The goal of a cheater is to (hold onto all that is good) in their "primary relationship" while addressing their other needs on the side.
Most cheaters don't want to go through a breakup or divorce.
They have no desire to "replace" one relationship with another. Simply put they refuse to buy into the 80/20 rule which states at most anyone you settle down with is only likely to be able to give you 80% of what you desire. (That's if you're lucky.) The cheater insists upon having all 100% of their needs and desires met.
I believe there are 3 basic cheaters
1. The Incessant Cheater
This person bores easily and is always looking for the excitement and thrill that comes with being with someone "new". They love to flirt and tend to be outgoing. Their motto: "Variety is the spice of life". There is nothing you can do to become "new" again.
2. The Unbelievable Opportunity Cheater
This person unlike the incessant cheater is NOT "proactively" looking to cheat. They may have a secret crush on someone or a person whom they consider to out of their league suddenly comes onto them, a platonic friend initiates affection during a difficult time, or a fantasy could become a reality.

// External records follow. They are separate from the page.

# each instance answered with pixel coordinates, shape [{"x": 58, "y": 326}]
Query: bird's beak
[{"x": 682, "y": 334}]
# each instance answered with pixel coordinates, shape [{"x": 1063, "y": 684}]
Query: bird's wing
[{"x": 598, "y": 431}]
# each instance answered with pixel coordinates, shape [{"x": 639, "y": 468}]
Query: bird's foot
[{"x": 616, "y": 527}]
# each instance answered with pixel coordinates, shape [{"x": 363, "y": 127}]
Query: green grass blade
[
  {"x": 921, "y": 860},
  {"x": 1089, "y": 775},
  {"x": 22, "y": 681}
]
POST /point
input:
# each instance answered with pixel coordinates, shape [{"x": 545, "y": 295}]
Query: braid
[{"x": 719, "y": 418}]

This type of cheater caves in to temptation. It's not unusual for them to confess weeks, months, or years later if the guilt becomes too much for them each time they look into their loving mate's eyes.
3. The Discontented Cheater
This person blames YOU for why they had to step out of the relationship! You stopped being the person who won their heart or you "changed". Maybe there has been more complaints than compliments, less or no sex, neglect, they feel taken for granted. Someone comes along and makes them feel "special" again, flirts with them, or massages their ego. It doesn't take much for stranger to put a smile on the face and in the heart of a unhappy person.
Out of the three types of cheaters this is the one where a (betrayed person) may offer forgiveness if they buy into the belief (their) actions led to their mate's poor judgment.
What Keeps Most People From Cheating?
1. Being "in love"
2. Not wanting to risk losing that "special someone".
3. Imagining how hurt (they'd feel) if their mate cheated on them.
Whenever a couple transitions from thinking in terms of "Us & We" to "You & Me" there's a good chance they're likely to make "individual needs" their top priority.